教皇はイエスの「主の祈り」を紹介するにあたり、マタイ福音書に記された祈り(6,9-13)に比べ、ルカ福音書の祈り(11,2-4)の方は、簡潔に「父よ」という呼びかけではじまるなど、若干短くなっていることを説明。

キリスト教の祈りのすべての神秘は、まさに神を「父」と勇気をもって呼ぶことにあると述べられた。

わたしたちは神の超越性を尊び、高く仰ぎ見るような名で神を呼ぶこともできるが、神を「父」と呼ぶことは、自分が父親から愛されていることを知る子どもが父に話しかけるような、神との信頼に満ちた関係にわたしたちを置くことになると教皇は指摘。

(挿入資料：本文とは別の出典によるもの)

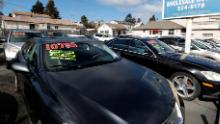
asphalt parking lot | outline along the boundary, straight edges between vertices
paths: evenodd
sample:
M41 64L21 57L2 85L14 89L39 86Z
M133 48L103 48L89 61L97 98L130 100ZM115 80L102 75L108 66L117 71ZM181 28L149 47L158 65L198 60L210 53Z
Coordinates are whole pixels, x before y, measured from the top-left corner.
M0 124L4 119L10 119L15 124L29 124L30 119L26 112L21 95L15 91L13 85L14 74L4 65L2 49L0 49ZM211 102L195 100L185 101L186 124L214 124L216 107ZM9 118L7 115L12 113Z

神の神秘は、わたしたちを常に惹き付けると共に、わたしたちを小さな存在に感じさせるが、神を父と呼ぶことで、もはや神を前にした恐れや、圧迫感、苦悩はなくなると話された。

教皇はルカ福音書の「放蕩息子のたとえ」(15,11-32)を思い起こし、イエスがそこに示す、「愛」以外の何者でもない父親像を見つめられた。

その愛にあふれた父は、傲慢な息子を罰せず、財産を分けてやるだけでなく、遠くに旅立たせることもできる父であり、その息子があらゆる体験を経て、ようやく家に戻ってきた時にも、人間的基準で裁くことなく、まず何よりも「赦し」の必要を感じ、その抱擁を通して、この息子の不在が父の愛にとってどれだけ辛いものであったかを悟らせる父であったと、教皇は語られた。

「わたしたちは決して一人ではありません。人が神から離れ、敵対し、無神論者であると言うことさえあっても、イエス・キリストの福音は、神はわたしたち無しではいられない方であるという神秘を明らかにしてくれます。」

「これが『主の祈り』のすべての祈願の中にある、『わたしたちの希望の源泉』です。わたしたちが助けを必要とする時、イエスは諦めて自分の中に閉じこもれとは言いませんでした。御父に向かって、信頼をもって願いなさいと言いました。御父はいつもわたしたちを愛のうちに見つめ、決してわたしたちを見捨てることはありません。」

このように話された教皇は、参加者と共に、信頼と希望をもって「主の祈り」を唱えられた。